Principal Component Regression: Part 1 - The Magic of the SVD

Introduction

This is the first part of a multi-part series on Principal Component Regression, or PCR for short. We will eventually end up with a computational algorithm for PCR and code it up using C# using the NMath libraries. PCR is a method for constructing a linear regression model in the case that we have a large number of predictor variables which are highly correlated. Of course, we don’t know exactly which variables are correlated, otherwise we’d just throw them out and perform a normal linear regression.

In order to understand what is going on in the PCR algorithm, we need to know a little bit about the SVD (Singular Value Decomposition). Understanding a bit about the SVD and it’s relationship to the eigenvalue decomposition will go a long way in understanding the PCR algorithm.

The Singular Value Decomposition

The SVD (Singular Value Decomposition) is one of the most revealing matrix decompositions in linear algebra. A bit expensive to compute, but the bounty of information it yields is awe inspiring. Understanding a little about the SVD will illuminate the Principal Components Regression (PCR) algorithm. The SVD may seem like a deep and mysterious thing, at least I thought it was until I read the chapters covering it in the book “Numerical Linear Algebra”, by Lloyd N. Trefethen, and David Bau, III, which I summarize below.

We begin with an easy to state, and not too difficult to prove geometric statement about linear transformations.

A Geometric Fact

Let $S$ be the unit sphere in $\mathbb{R}^{n}$ , and let $X \in \mathbb{R}^{mxn}$ be any matrix mapping $\mathbb{R}^{n}$ into $\mathbb{R}^{n}$ and suppose, for the moment, that $X$ has full rank. Then the image, $XS$ of $S$ under $X$ is a hyperellipse in $\mathbb{R}^{n}$ (see the book for the proof).

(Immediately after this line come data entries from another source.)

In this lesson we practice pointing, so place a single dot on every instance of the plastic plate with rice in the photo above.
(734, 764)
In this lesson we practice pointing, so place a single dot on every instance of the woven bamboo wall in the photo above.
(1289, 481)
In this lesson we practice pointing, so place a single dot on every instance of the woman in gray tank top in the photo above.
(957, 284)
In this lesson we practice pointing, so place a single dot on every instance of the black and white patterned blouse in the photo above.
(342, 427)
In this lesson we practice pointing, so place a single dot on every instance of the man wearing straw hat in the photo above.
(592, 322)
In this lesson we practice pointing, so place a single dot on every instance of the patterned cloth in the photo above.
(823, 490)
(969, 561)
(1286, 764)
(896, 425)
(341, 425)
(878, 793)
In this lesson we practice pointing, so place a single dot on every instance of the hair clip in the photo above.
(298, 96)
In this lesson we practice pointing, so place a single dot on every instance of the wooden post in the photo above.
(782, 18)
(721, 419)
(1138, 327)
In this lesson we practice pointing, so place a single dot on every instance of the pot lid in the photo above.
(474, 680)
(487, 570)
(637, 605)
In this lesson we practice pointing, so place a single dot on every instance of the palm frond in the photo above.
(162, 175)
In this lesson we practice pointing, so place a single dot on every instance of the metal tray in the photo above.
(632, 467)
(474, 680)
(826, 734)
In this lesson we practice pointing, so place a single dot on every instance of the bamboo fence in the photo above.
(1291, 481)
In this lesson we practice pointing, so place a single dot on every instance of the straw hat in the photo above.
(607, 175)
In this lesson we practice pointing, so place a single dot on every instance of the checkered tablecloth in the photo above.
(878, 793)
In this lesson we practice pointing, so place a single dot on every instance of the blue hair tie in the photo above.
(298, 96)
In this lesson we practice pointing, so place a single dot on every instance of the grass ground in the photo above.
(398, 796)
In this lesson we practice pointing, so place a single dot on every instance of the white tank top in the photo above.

Given this fact we make the following definitions (refer to Figure 1.):

Define the singular values ,

$\sigma _{1}\cdots\sigma_{n}$

of $X$ to be the lengths of the $n$ principal semiaxes of the hyperellipse $XS$ . It is conventional to assume the singular values are numbered in descending order

$\inline \sigma {1}\geq \sigma _{2}\geq\cdots\geq \sigma_{n}$

Define the left singular vectors

$u_{1},\cdots,u_{m}$

to be unit vectors in the direction of the principal semiaxes of $XS$ and define the right singular vectors,

$v_{1}\cdots v_{n}$ ,

to be the pre-images of the principal semiaxes of $XS$ so that

$Xv_{i} = \sigma_{i}u_{i}$ .

In matrix form we have

$XV = U \Sigma$ ,

where $V$ is the $n\textrm{ x }n$ orthonormal matrix whose columns are the right singular vectors of $X$ , $\Sigma$ is an $n\textrm{ x }n$ diagonal matrix with positive entries equal to the singular values, and $U$ is an $m\textrm{ x }n$ matrix whose orthonormal columns are the left singular vectors.
Since the columns of $V$ are orthonormal by construction, $V$ is a unitary matrix, that is it’s transpose is equal to it’s inverse, thus we can write

$\textrm{(2) }X = U \Sigma V^{T}$

And there you have it, the SVD is all it’s majesty! Actually the above decomposition is what is known as the reduced SVD. Note that the columns of $U$ are $n$ orthonormal vectors in $m$ dimensional space. $U$ can be extended to a unitary matrix by adjoining an additional $m-n$ orthonormal columns. If in addition we append $m-n$ rows of zeros to the bottom of the matrix $\Sigma$ , it will effectively multiply the appended columns in $U$ by zero, thus preserving equation (2). When $U$ and $\Sigma$ are modified in this way equation (2) is called the full SVD.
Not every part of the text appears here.